Prepare User Credentials -- Create a CSV file with test usernames and passwords. Each virtual user needs its own credentials to avoid session collisions. For 3,000 concurrent users, prepare at least 5,000 credentials (buffer for retries).
Seed Reference Data -- Populate lookup tables, configuration data, and other reference data that the app needs. Missing reference data causes 500 errors that look like performance failures but are really data issues.
Plan Data Cleanup -- After each test run, you may need to clean up created data (new transactions, orders, etc.) to reset the state for the next run. Automate this with SQL scripts or API calls.
username,password,accountId,accountType,transactionCount
user_0001,Test@1234,ACC001,savings,150
user_0002,Test@1234,ACC002,current,45000
user_0003,Test@1234,ACC003,savings,12
user_0004,Test@1234,ACC004,current,890
user_0005,Test@1234,ACC005,savings,250000
...
user_5000,Test@1234,ACC5000,current,67
# Notes:
# - Each user has a unique accountId to avoid data collisions
# - transactionCount varies to simulate real distribution:
# 80% have < 1,000 transactions
# 15% have 1,000 - 50,000 transactions
# 5% have 50,000+ transactions (power users / business accounts)
# - accountType affects which queries run (savings vs current)
# - Password is the same for all test users (simplicity)If you are using a copy of production data, anonymization is not optional -- it is a legal requirement in most jurisdictions (GDPR, HIPAA, PCI DSS). Even in a "private" test environment, a data leak of real customer names, emails, or financial data is a compliance violation.
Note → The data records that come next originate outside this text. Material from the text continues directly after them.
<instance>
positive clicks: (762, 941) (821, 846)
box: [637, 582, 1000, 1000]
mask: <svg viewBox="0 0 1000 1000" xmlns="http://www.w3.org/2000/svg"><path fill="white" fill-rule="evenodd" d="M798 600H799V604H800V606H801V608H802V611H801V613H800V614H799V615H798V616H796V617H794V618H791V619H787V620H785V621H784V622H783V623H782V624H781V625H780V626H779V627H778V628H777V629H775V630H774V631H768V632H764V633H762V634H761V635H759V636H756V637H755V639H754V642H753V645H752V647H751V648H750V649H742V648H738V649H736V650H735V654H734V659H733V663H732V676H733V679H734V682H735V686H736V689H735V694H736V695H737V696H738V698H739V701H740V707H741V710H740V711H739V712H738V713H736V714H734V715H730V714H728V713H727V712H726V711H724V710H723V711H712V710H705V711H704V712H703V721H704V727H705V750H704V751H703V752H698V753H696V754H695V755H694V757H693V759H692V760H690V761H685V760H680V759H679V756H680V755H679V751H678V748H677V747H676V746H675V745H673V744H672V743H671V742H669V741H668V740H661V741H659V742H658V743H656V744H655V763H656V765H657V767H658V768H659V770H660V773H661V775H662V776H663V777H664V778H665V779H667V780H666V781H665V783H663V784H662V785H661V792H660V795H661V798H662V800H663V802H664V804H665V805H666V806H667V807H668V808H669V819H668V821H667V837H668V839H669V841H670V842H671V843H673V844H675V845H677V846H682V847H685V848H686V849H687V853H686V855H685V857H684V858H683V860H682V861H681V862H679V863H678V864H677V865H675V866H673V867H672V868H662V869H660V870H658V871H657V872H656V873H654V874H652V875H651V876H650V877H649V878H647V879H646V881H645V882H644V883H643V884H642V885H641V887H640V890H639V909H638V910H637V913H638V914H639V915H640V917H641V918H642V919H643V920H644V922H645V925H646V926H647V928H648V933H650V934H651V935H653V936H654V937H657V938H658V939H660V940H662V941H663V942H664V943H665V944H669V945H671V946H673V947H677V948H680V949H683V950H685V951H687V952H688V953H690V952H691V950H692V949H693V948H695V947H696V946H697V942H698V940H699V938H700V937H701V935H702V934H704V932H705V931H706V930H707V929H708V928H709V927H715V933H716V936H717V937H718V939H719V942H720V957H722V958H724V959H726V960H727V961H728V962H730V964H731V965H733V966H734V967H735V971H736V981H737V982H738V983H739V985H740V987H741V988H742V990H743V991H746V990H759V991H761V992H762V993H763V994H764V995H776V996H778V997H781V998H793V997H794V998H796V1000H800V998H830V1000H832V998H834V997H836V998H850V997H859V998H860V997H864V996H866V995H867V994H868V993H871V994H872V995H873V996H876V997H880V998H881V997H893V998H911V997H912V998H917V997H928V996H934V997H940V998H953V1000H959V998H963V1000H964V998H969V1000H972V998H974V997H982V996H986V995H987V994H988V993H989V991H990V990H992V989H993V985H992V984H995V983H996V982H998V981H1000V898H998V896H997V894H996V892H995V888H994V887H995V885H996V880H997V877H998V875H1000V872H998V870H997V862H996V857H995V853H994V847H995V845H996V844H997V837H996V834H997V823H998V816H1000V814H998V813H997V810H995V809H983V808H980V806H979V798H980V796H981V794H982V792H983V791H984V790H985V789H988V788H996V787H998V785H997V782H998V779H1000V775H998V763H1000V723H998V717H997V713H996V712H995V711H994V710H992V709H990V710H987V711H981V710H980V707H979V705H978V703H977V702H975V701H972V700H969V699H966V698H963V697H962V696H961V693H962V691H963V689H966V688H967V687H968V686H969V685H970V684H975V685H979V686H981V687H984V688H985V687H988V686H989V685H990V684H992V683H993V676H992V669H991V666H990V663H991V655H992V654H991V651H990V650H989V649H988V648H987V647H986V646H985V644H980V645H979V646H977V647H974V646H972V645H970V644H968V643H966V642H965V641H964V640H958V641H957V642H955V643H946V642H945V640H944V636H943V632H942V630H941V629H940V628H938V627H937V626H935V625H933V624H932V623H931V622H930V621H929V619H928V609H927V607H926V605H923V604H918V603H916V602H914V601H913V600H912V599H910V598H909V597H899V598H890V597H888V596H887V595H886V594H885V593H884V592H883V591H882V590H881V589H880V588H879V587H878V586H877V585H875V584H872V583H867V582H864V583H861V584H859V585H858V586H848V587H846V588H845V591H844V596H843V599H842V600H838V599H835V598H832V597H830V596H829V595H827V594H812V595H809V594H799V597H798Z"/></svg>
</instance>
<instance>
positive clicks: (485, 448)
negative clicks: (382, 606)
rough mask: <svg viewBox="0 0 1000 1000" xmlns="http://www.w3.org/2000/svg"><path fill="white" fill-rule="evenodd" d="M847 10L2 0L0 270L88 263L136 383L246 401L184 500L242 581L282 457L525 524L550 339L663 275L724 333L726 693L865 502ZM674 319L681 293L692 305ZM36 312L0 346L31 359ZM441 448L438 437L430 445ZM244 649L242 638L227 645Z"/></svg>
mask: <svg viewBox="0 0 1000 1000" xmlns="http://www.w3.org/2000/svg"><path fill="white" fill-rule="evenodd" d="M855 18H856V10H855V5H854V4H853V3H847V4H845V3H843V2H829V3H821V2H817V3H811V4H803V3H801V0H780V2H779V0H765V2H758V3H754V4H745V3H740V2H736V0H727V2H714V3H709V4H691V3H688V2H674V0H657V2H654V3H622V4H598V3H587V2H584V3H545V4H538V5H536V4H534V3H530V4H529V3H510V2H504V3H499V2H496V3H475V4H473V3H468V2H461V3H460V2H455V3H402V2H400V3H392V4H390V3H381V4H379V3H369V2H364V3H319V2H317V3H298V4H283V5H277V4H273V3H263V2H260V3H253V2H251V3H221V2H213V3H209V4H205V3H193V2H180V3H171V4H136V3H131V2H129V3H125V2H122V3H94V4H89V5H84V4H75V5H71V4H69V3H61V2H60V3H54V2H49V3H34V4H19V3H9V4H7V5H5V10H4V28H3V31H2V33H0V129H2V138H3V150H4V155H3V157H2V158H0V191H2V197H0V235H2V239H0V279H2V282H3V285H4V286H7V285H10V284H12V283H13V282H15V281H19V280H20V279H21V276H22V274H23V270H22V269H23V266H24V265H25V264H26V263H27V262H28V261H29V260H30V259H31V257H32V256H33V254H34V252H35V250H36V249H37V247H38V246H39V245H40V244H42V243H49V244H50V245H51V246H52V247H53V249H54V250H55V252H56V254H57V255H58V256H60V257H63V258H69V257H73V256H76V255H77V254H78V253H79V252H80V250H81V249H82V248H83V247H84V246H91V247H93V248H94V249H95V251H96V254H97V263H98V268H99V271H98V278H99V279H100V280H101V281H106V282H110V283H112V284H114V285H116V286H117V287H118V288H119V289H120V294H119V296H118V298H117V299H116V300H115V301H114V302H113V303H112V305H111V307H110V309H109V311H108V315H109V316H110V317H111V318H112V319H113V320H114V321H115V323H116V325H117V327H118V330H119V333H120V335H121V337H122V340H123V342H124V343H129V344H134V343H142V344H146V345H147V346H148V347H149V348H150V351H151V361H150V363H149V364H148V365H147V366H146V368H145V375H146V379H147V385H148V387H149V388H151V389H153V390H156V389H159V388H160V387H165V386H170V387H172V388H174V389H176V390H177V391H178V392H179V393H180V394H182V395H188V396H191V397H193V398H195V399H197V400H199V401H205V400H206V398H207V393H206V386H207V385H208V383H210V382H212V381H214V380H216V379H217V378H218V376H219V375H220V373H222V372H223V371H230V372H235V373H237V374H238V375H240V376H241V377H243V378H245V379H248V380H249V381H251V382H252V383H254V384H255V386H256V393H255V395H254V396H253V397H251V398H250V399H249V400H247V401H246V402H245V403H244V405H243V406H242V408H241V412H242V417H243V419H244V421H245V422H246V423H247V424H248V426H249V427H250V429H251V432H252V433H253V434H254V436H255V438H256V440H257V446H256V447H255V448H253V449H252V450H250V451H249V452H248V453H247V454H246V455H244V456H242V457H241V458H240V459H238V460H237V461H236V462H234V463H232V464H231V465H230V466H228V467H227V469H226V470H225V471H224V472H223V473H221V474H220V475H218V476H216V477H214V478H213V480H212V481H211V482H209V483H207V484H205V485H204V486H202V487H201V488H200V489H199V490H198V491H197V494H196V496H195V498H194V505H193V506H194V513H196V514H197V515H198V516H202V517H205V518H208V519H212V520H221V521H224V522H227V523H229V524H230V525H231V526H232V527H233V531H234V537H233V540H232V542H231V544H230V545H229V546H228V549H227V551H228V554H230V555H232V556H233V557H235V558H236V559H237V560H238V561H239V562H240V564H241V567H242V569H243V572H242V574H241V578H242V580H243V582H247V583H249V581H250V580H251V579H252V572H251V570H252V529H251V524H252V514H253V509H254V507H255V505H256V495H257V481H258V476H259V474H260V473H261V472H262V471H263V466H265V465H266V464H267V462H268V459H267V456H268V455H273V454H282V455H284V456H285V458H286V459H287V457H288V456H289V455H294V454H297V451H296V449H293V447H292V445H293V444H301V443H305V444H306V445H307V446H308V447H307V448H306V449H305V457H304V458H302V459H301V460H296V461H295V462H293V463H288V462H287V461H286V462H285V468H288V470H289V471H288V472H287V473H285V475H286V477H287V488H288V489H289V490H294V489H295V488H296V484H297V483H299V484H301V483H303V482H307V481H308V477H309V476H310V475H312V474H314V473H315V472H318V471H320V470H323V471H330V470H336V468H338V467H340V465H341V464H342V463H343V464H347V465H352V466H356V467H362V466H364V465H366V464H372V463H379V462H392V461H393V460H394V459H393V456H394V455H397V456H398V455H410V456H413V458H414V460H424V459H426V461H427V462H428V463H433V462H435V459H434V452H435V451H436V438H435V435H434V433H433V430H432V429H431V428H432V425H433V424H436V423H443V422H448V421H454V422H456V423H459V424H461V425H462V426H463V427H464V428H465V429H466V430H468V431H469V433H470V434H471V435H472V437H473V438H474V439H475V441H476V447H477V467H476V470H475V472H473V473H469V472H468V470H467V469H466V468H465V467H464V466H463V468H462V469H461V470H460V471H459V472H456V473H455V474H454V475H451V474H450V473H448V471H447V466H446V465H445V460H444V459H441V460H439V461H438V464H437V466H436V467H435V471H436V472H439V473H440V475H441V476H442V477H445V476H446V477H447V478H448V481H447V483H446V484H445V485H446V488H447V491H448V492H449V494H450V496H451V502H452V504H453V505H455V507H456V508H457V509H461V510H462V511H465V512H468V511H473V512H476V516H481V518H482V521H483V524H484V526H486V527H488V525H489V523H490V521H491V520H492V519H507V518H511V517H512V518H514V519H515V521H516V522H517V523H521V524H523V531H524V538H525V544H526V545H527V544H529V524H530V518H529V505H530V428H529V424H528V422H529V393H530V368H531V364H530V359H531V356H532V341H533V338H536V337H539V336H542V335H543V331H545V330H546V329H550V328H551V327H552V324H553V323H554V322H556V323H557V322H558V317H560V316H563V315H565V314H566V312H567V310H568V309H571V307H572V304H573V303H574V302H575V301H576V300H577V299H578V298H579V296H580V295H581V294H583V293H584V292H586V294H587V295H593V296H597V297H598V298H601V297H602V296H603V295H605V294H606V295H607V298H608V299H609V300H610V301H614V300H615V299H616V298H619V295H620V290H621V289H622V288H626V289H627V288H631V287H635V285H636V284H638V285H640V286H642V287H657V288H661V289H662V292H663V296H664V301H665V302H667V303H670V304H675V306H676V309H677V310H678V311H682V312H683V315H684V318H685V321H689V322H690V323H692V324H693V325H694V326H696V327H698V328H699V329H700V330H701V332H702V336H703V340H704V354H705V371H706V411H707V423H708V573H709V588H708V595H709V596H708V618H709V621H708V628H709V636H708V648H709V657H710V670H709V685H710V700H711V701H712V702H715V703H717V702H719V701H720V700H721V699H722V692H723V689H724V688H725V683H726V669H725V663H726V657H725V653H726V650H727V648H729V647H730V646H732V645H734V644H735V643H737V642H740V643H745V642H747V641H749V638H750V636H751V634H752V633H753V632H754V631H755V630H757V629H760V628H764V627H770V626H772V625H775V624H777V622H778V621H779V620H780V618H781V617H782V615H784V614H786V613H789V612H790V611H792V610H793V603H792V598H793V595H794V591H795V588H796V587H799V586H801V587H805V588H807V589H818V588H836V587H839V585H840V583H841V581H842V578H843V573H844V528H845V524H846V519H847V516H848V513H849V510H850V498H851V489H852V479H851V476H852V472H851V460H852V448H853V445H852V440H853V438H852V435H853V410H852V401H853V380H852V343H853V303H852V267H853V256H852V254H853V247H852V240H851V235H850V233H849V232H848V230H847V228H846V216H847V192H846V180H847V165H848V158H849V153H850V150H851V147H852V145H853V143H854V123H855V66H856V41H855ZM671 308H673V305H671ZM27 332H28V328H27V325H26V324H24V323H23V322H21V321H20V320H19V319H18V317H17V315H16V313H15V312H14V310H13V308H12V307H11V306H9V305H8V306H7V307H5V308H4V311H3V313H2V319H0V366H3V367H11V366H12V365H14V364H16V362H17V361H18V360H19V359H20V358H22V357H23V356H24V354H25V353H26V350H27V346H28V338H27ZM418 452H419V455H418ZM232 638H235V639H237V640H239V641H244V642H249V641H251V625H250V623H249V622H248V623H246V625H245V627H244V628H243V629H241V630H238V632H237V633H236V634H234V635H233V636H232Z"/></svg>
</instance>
-- Anonymize production data for performance testing
-- Run AFTER restoring production backup to test environment
-- Step 1: Replace personal information
UPDATE users SET
first_name = 'TestUser' || id,
last_name = 'Account' || id,
email = 'testuser' || id || '@loadtest.local',
phone = '555' || LPAD(id::text, 7, '0'),
date_of_birth = '1990-01-01'::date + (id % 10000 || ' days')::interval,
address_line1 = id || ' Test Street',
city = 'Test City',
postal_code = LPAD((id % 99999)::text, 5, '0');
-- Step 2: Reset all passwords to a known test password
UPDATE users SET
password_hash = '$2b$10$abcdefghijklmnopqrstuuABCDEFGHIJKLMNOPQRSTUVWX';
-- bcrypt hash of "Test@1234"
-- Step 3: Anonymize financial data (preserve amounts and patterns)
UPDATE transactions SET
description = 'PERF_TEST_TXN_' || id,
merchant_name = 'Test Merchant ' || (id % 500);
-- Keep amounts, dates, and account relationships intact
-- These affect query performance and must be realistic
-- Step 4: Verify no PII remains
SELECT COUNT(*) FROM users
WHERE email NOT LIKE '%@loadtest.local';
-- Result must be 0Keep transaction amounts, dates, and relationships intact during anonymization. These affect query performance (JOINs, GROUP BYs, date range filters) and must reflect real patterns. Only replace identifying information -- names, emails, phone numbers, addresses, and national IDs.
Q: How do you handle test data for performance testing?
A: I follow a three-step approach. First, I ensure the data volume matches production -- if production has 10 million rows, my test database has 10 million rows. I have seen tests pass with 1,000 rows and fail spectacularly in production because query plans change completely with larger tables. Second, I ensure data variety -- not all test accounts should be identical. I create a mix of accounts: 80% with few transactions (under 1,000), 15% with moderate activity (1,000-50,000), and 5% power users with 100,000+ transactions. This catches slow queries that only trigger for heavy users. Third, I prepare dedicated user credentials in a CSV file -- each virtual user gets its own login to prevent session collisions. For anonymization, I replace all PII but keep transactional patterns (amounts, dates, relationships) intact because they affect query performance.
Key Point: Test data must match production in volume and distribution -- anonymize PII but preserve transactional patterns, and always prepare dedicated credentials for each virtual user.